Lung Cancer (LC) is the leading cause of cancer-related mortality in the world, accounting for ~24% of cancer- related deaths in both women and men. The predicted 5-year survival rate of non-small-cell lung cancer (NSCLC) is 21%. The high mortality rate of LC patients is attributed to the fact that they usually present at an advanced stage where treatment options are mostly palliative. Brain metastasis remains a major cause of morbidity and mortality in lung cancer. Approximately, 25-40% of NSCLC develop central nervous system (CNS) metastasis. Our recent studies have found that MUC5AC is overexpressed in NSCLC and is associated with poor prognosis. Further, Muc5ac is found to be overexpressed in lung tissues of a genetically engineered mouse model (GEMM) (KrasG12D; AdCre and KrasG12D; Trp53R172H/+; AdCre). We have shown that MUC5AC interacts with integrin β4 and leads to lung cancer cell metastasis by activating focal adhesion kinase (FAK). In addition, we observed that MUC5AC expression is increased in brain metastatic tissues of LC. Based on these studies, we hypothesize that MUC5AC is overexpressed in lung cancer and plays a central role in brain metastasis. To test this hypothesis, we propose three specific aims: Aim 1 will define the role of MUC5AC as a biomarker of brain metastasis and establish its clinicopathological significance in lung cancer brain metastases. In Aim 2, we will systemically delineate the molecular mechanisms of MUC5AC on the development of LC brain metastases. It will highlight the mechanistic and functional significance of MUC5AC/integrin β4 axis in cellular adhesion, progression and metastasis of LC and will identify the presence of MUC5AC in exosomes and its role in metastasis. Finally, Aim 3 will identify the biology of MUC5AC mediated brain metastasis and impact of MUC5AC inhibition, using GEMM models. In this aim, we will use our GEM model and decipher the molecular signature and progression and metastasis of lung tumors in the presence and absence of Muc5ac. We will also isolate tumoroid or exosomes from lung cancer patients and GEMM model, including Muc5ac-/- mice to identify metastatic efficiency. We will use MUC5AC targeting antibodies to determine the effects of MUC5AC inhibition on brain metastases, with the goal of developing potential therapeutic options targeted towards brain metastases. Overall, the outcomes from the study will help to identify therapeutic strategies for lung cancer brain metastatic patients.

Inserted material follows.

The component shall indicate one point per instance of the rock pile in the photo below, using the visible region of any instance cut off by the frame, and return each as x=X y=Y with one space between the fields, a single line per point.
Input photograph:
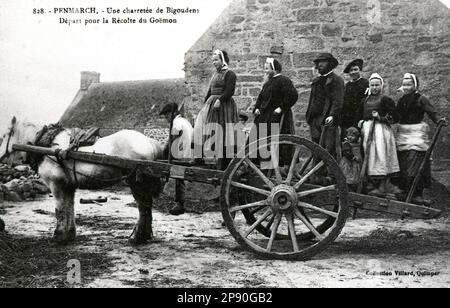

肺癌(LC)是世界上与癌症相关的死亡的主要原因，约占癌症死亡的24%。 女性和男性的相关死亡。非小细胞肺癌的5年生存率预测 (NSCLC)为21%。LC患者的高死亡率归因于他们通常出现在 晚期，治疗选择大多是姑息性的。脑转移瘤仍然是 肺癌的发病率和死亡率。大约25%-40%的非小细胞肺癌发展为中枢神经系统 (中枢神经系统)转移。我们最近的研究发现，MUC5AC在非小细胞肺癌中过表达，并与 预后不良。此外，还发现Muc5ac在基因工程动物的肺组织中过表达。 小鼠模型(GEMM)(KrasG12D；AdCre和KrasG12D；Trp53R172H/+；AdCre)。我们已经证明了MUC5AC 与整合素β4相互作用，通过激活粘着斑激酶而导致肺癌细胞的转移。在……里面 此外，我们还观察到MUC5AC在LC脑转移组织中的表达增加。基于这些 研究表明，我们假设MUC5AC在肺癌中过度表达，并在脑中发挥中心作用 转移。 为了验证这一假设，我们提出了三个具体目标：目标1将MUC5AC定义为 探讨肺癌脑转移的临床病理意义。在目标2中，我们 将系统阐述MUC5AC在LC脑转移发生中的分子机制。 它将突出MUC5AC/整合素β4轴在细胞黏附中的机制和功能意义， LC的进展和转移，并将确定MUC5AC在外切体中的存在及其在LC中的作用 转移。最后，目标3将确定MUC5AC介导的脑转移的生物学和MUC5AC的影响 抑制作用，使用GEMM模型。在这个目标中，我们将使用我们的GEM模型并破译分子签名 在Muc5ac存在和不存在的情况下，肺癌的进展和转移。我们还将隔离 肺癌患者肿瘤样体和GEMM模型，包括Muc5ac-/-小鼠的鉴定 转移效率。我们将使用MUC5AC靶向抗体来确定MUC5AC抑制的效果 关于脑转移，目标是开发针对脑转移的潜在治疗方案 转移瘤。总体而言，研究结果将有助于确定肺癌脑的治疗策略 转移性病人。